SSOT Spotter Scopes to Replace USMC’s M49sFeb 23, 2009 21:15 UTC by Defense Industry Daily staff
Small business qualifier Horus Vision LLC in San Bruno, CA received a not-to-exceed $49 million, 5-year firm-fixed-price, indefinite-delivery/ indefinite-quantity contract for Scout Sniper Observation Telescopes (SSOT). The SSOT is a lightweight variable power telescope that will replace the M49 Sniper 20x power fixed telescope throughout the United States Marine Corps, which has been in use since World War 2 and remains in service with a number of countries around the world.

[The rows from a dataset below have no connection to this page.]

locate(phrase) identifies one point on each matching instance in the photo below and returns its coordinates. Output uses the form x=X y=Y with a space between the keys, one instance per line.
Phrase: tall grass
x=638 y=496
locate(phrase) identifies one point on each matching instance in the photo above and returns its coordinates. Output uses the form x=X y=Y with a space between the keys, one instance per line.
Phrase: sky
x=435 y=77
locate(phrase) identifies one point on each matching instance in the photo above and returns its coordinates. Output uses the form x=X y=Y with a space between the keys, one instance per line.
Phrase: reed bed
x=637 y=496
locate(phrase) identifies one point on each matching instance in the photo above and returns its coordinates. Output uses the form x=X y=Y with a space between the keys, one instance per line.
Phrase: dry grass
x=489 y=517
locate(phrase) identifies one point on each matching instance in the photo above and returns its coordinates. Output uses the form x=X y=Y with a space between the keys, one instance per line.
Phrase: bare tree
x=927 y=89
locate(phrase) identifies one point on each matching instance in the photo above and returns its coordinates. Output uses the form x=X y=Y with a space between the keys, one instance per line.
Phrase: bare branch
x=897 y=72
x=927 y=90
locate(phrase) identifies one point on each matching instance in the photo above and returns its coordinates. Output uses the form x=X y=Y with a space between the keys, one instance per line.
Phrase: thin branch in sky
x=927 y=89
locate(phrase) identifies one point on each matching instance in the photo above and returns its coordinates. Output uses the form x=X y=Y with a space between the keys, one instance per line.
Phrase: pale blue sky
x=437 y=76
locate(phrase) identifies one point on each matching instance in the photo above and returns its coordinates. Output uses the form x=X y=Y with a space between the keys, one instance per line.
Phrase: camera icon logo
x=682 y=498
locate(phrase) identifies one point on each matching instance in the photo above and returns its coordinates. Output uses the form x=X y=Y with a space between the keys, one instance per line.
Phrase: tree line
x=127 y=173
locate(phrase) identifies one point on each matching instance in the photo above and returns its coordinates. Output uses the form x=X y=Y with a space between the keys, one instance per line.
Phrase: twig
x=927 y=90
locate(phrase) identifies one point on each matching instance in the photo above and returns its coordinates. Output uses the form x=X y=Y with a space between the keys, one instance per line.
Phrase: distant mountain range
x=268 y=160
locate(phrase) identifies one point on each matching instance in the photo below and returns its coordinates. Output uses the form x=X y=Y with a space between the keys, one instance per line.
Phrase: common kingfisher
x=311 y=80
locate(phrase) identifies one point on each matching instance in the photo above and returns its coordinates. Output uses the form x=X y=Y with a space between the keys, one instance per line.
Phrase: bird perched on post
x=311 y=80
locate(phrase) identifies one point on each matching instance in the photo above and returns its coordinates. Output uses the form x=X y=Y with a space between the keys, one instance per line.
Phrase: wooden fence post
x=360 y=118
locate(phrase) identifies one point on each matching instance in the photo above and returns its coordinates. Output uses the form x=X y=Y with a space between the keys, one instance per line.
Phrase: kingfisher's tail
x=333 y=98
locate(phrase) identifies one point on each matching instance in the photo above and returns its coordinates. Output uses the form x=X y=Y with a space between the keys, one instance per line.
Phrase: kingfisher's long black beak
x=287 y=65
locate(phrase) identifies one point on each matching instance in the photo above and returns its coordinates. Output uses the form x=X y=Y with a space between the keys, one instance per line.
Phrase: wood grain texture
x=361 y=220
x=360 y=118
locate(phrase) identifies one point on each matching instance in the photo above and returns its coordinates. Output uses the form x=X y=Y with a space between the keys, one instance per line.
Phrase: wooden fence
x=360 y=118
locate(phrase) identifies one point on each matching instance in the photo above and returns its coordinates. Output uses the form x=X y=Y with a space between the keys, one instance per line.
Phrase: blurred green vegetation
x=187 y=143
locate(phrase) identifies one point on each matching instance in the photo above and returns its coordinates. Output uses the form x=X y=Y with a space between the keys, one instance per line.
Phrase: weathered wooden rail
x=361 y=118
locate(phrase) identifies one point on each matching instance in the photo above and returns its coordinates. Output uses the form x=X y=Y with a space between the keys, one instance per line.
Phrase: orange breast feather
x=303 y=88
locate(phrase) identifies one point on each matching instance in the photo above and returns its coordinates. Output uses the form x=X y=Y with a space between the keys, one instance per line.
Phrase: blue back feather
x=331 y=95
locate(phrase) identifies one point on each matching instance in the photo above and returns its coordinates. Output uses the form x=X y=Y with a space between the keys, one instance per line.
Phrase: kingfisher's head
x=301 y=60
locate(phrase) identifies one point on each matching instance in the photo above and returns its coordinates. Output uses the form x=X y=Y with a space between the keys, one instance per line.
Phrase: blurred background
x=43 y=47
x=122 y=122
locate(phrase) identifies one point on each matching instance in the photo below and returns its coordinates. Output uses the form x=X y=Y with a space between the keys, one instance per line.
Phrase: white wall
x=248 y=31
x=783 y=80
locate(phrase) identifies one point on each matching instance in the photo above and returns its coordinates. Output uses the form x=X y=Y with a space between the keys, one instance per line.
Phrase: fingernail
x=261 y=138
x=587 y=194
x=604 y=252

Snipers are not loners; as shown above, they always work in pairs. One team member serves as the spotter to help identify difficult to find targets at long range, and adjust the marksman’s fire as necessary. The SSOT is intended for those spotters, and is part of a larger set of marksman-class optics buys by the USMC. High-quality optics, in the hands of trained riflemen, are proving to be extremely useful against opponents who regularly use human shields and commit related war crimes. As such, a broader trend within the Corps is the shift toward universal fielding of combat optics, rather than restricting these tools to snipers and designated marksmen.
With respect to the chosen spotter systems, note that the specifications advertised on Horus Vision’s web site do not correspond to the USMC’s purchased systems, which will use less-advanced MilDot crosshairs. See below for the explanation…
Horus Vision’s System
Horus Vision uses its own reticles, attached to a Leupold Spotting Scope and calibrated. The resulting scope weighs just over 1 kg (37 ounces), and is 12.4 inches long.
Horus Vision’s proprietary spotting system is grid based, eliminating some of the guesswork inherent in a “crosshairs and mildots” system as the spotter or marksman works to adjust for range and wind. Sizing and ranging are not affected by changes in magnification, because the first focal plane reticle expands and shrinks the reticle to match the image being observed. A better understanding of their grid system and how it works can be gained from trying their web site’s Flash interactive demos.
For the USMC, however, the SSOT scopes will use the standard crosshairs and MilDots approach. In order to be effective as a team, their spotters’ must use the same system as their marksmens’ current rifle scopes.
The SSOT contract does not include the rest of HorusVision’s “System 5″ set, which also includes a WinCE-based ballistic computing system, scopes with Horus Vision’s improved grid system reticle, and calibration aids. Horus Vision has announced separate programs for its ballistic computer and ATrag software, however, involving the US Army’s sniper teams, and the US Marine Corps.
An optional adapter that was not purchased under SSOT would allow digital cameras to be attached to Horus Vision’s spotter scope. At first glance, that may seem like a trivial addition. With the right systems behind it, however, it could become a sniper teams’ biggest future force multiplier. It’s worth contemplating the counterinsurgency value of snipers in observer roles, with the ability to take long-range digital photos, send them back over secure networks, and have biometric systems use face-matching and related algorithms to turn those pictures into near-real-time identification and intelligence.
Contracts and Delivery Orders
The Marine Corps Systems Command in Quantico, VA manages these contracts.
Feb 13/09: The Pentagon announces small business qualifier Horus Vision LLC’s $49 million, 5-year firm-fixed-price, indefinite-delivery/ indefinite-quantity contract for Scout Sniper Observation Telescopes (SSOT). This contract involves a minimum buy of 100 SSOT systems within the first year, followed by variable orders as the service decides.
Work will be performed in San Bruno, CA, and is expected to be completed by five years from date of contract award. Contract funds in the amount of $7.8 million will expire at the end of the current fiscal year. This contract was competitively procured, with proposals solicited via the Navy Electronic Commerce Online, with 5 offers received (M67854-09-D-1016).